Inflation is a sustained increase in prices that reduces the purchasing power of your money, meaning you can buy fewer goods or services with the same amount of money. It can occur when demand exceeds supply, such as a bird flu outbreak that caused egg shortages in 2024. It can also be the result of a rise in labor costs, when businesses pass those higher wages to consumers in the form of increased prices. The Federal Reserve can also affect inflation through its monetary policy decisions.

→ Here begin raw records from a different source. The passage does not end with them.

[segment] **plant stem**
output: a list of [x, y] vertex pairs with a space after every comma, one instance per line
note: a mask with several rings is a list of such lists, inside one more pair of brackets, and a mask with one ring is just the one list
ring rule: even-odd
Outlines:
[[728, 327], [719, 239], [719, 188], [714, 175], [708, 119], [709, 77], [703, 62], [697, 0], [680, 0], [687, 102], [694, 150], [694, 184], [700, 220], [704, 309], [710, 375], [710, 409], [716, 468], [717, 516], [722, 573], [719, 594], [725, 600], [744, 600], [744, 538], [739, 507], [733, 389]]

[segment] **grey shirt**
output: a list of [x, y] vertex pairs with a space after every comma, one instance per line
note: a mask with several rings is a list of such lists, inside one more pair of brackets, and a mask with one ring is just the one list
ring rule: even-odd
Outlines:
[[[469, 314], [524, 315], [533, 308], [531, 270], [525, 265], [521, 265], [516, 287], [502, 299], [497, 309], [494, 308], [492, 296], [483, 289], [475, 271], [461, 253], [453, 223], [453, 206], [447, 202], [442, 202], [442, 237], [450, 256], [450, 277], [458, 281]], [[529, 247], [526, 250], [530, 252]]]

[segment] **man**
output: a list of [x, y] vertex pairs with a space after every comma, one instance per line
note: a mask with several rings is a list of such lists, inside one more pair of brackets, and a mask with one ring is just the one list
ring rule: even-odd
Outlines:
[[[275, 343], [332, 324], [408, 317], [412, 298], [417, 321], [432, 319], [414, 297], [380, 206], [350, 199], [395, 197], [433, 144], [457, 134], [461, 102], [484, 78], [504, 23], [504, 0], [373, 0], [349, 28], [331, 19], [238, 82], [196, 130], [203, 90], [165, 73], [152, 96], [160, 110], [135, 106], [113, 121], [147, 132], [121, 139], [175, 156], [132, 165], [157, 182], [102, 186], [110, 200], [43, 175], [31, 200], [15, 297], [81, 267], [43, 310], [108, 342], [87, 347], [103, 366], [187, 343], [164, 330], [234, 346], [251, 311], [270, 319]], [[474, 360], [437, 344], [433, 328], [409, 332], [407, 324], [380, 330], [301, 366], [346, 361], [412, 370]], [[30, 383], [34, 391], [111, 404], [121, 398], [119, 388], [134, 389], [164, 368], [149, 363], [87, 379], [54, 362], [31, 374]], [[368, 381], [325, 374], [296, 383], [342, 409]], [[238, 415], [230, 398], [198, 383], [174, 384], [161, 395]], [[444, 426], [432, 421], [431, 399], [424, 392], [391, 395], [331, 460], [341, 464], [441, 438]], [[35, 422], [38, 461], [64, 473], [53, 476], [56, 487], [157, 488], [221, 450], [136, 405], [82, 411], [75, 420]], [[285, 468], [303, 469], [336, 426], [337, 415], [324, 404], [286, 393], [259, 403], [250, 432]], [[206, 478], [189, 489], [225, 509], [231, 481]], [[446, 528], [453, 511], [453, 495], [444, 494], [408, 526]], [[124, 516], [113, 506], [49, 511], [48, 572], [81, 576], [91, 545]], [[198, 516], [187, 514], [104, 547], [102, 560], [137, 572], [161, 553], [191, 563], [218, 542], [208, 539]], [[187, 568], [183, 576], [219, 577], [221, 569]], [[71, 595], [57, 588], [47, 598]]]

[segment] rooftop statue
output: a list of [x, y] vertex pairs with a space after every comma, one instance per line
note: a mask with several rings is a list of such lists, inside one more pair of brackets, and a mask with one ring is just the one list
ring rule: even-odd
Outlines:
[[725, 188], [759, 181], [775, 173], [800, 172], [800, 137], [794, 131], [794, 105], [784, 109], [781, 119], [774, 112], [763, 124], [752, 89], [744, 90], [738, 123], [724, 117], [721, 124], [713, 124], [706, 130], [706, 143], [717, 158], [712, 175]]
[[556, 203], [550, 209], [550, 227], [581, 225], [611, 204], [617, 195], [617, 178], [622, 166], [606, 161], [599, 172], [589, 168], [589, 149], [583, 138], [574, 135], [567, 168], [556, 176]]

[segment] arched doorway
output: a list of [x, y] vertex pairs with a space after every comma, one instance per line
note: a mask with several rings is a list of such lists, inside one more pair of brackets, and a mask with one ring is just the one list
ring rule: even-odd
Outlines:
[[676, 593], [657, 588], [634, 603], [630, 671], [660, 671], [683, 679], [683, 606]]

There are many metrics used to measure inflation, but the most widely recognized is the Consumer Price Index (CPI). CPI tracks price changes for a wide range of economic goods and services consumed by people in the United States and is adjusted for changing demographics over time. The Bureau of Labor Statistics calculates monthly CPI data and releases it to the public. Another popular metric is the Producer Price Index (PPI) which reports price changes for domestic producers but excludes expenditures by foreign visitors. The Personal Consumption Expenditures (PCE) price index is a more comprehensive measure of prices in the economy and includes items not tracked by either the CPI or PPI.
Inflation is a challenge for anyone trying to reach their financial goals because it erodes the value of your savings and investments. It can also cause higher costs when it comes to paying for things like food, gas and utilities. However, by staying vigilant and proactively managing your budget, you may be able to keep pace with inflation or even beat it.